Collective Outlier Detection and Enumeration with Conformalized Closed Testing
Chiara G. Magnani, Matteo Sesia, Aldo Solari
TL;DR
The paper tackles collective outlier detection under distribution-free guarantees by introducing ACODE, a framework that uses conformal inference to convert powerful, possibly black-box classifiers into principled conformity scores for global testing and enumeration. It automates the choice of classifier and two-sample testing procedure, integrating closed testing to yield simultaneous lower bounds on the number of outliers in any subset and a global outlier test, with data-driven tuning to maintain validity. The approach combines Shirashi’s locally most powerful rank tests and adaptive testing with exchangeability-based asymptotics, providing finite-sample validity and asymptotic power guarantees under mild assumptions. Empirical demonstrations on synthetic data and the LHCO particle-collision dataset show that ACODE achieves near-oracle performance in global detection and outlier enumeration, while remaining robust to selection bias and applicable to large-scale data.

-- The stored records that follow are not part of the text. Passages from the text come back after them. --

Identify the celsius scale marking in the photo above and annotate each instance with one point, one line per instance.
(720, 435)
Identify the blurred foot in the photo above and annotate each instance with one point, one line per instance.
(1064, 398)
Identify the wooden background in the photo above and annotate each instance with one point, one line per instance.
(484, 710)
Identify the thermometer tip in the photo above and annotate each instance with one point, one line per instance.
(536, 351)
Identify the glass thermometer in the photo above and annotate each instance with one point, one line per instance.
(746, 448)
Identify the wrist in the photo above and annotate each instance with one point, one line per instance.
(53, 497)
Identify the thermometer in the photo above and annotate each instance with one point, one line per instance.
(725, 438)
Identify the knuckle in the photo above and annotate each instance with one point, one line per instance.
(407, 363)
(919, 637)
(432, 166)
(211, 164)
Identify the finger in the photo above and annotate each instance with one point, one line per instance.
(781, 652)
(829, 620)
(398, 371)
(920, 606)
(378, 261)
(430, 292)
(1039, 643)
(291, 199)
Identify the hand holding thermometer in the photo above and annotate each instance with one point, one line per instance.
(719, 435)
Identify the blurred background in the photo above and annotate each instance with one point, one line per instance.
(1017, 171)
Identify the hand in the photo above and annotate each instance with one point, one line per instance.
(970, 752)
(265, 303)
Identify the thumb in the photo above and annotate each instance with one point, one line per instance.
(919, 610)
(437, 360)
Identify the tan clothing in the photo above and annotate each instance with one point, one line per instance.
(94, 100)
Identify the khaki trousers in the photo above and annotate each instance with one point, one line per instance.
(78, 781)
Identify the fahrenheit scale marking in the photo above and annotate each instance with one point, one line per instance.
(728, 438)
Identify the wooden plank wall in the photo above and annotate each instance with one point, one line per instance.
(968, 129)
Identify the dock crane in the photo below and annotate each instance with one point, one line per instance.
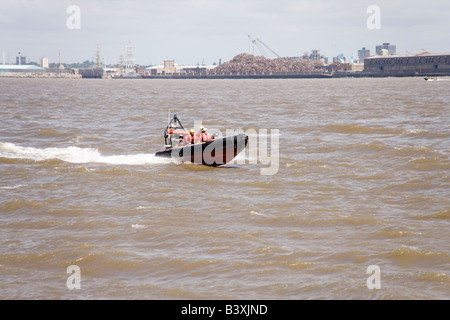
(340, 56)
(261, 45)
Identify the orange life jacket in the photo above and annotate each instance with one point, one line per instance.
(203, 137)
(189, 138)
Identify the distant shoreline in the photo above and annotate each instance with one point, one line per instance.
(336, 75)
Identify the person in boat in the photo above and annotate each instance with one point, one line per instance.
(203, 135)
(188, 138)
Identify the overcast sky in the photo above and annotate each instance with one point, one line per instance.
(204, 31)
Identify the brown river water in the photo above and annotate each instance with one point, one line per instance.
(341, 177)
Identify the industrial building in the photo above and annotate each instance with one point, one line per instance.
(408, 65)
(21, 68)
(386, 49)
(362, 54)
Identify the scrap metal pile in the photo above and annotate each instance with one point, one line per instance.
(245, 63)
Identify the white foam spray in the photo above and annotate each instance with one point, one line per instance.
(76, 155)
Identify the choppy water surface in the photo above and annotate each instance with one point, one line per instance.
(362, 179)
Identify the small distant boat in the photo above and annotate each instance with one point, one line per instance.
(214, 153)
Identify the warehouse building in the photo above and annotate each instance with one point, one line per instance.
(424, 64)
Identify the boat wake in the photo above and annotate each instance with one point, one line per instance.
(76, 155)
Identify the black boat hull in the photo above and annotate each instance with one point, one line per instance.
(212, 153)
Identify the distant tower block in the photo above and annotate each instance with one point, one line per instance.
(129, 60)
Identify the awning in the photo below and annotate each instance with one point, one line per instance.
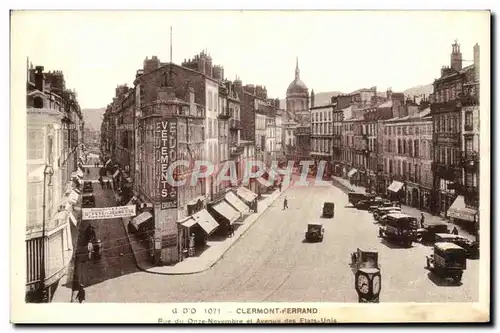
(74, 196)
(189, 222)
(227, 211)
(246, 194)
(143, 217)
(73, 218)
(205, 221)
(395, 186)
(264, 182)
(458, 210)
(352, 172)
(236, 203)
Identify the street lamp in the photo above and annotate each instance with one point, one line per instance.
(48, 171)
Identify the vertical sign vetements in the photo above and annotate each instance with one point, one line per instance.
(166, 154)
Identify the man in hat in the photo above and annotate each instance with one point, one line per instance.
(80, 296)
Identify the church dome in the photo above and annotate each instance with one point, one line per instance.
(297, 86)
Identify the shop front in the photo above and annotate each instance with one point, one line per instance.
(413, 197)
(246, 195)
(236, 203)
(459, 211)
(224, 214)
(194, 232)
(395, 191)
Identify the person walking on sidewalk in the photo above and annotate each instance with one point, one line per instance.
(422, 220)
(285, 204)
(80, 296)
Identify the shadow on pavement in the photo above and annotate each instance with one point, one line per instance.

The work offers a practical, distribution-free toolkit for applications in finance, cybersecurity, and physics where collective anomalies are more detectable than individual outliers.
Abstract
This paper develops a flexible distribution-free method for collective outlier detection and enumeration, designed for situations in which the presence of outliers can be detected powerfully even though their precise identification may be challenging due to the sparsity, weakness, or elusiveness of their signals. This method builds upon recent developments in conformal inference and integrates classical ideas from other areas, including multiple testing, locally most powerful and adaptive rank tests, and non-parametric large-sample asymptotics. The key innovation lies in developing a principled and effective approach for automatically choosing the most appropriate machine learning classifier and two-sample testing procedure for a given data set. The performance of our method is investigated through extensive empirical demonstrations, including an analysis of the LHCO high-energy particle collision data set.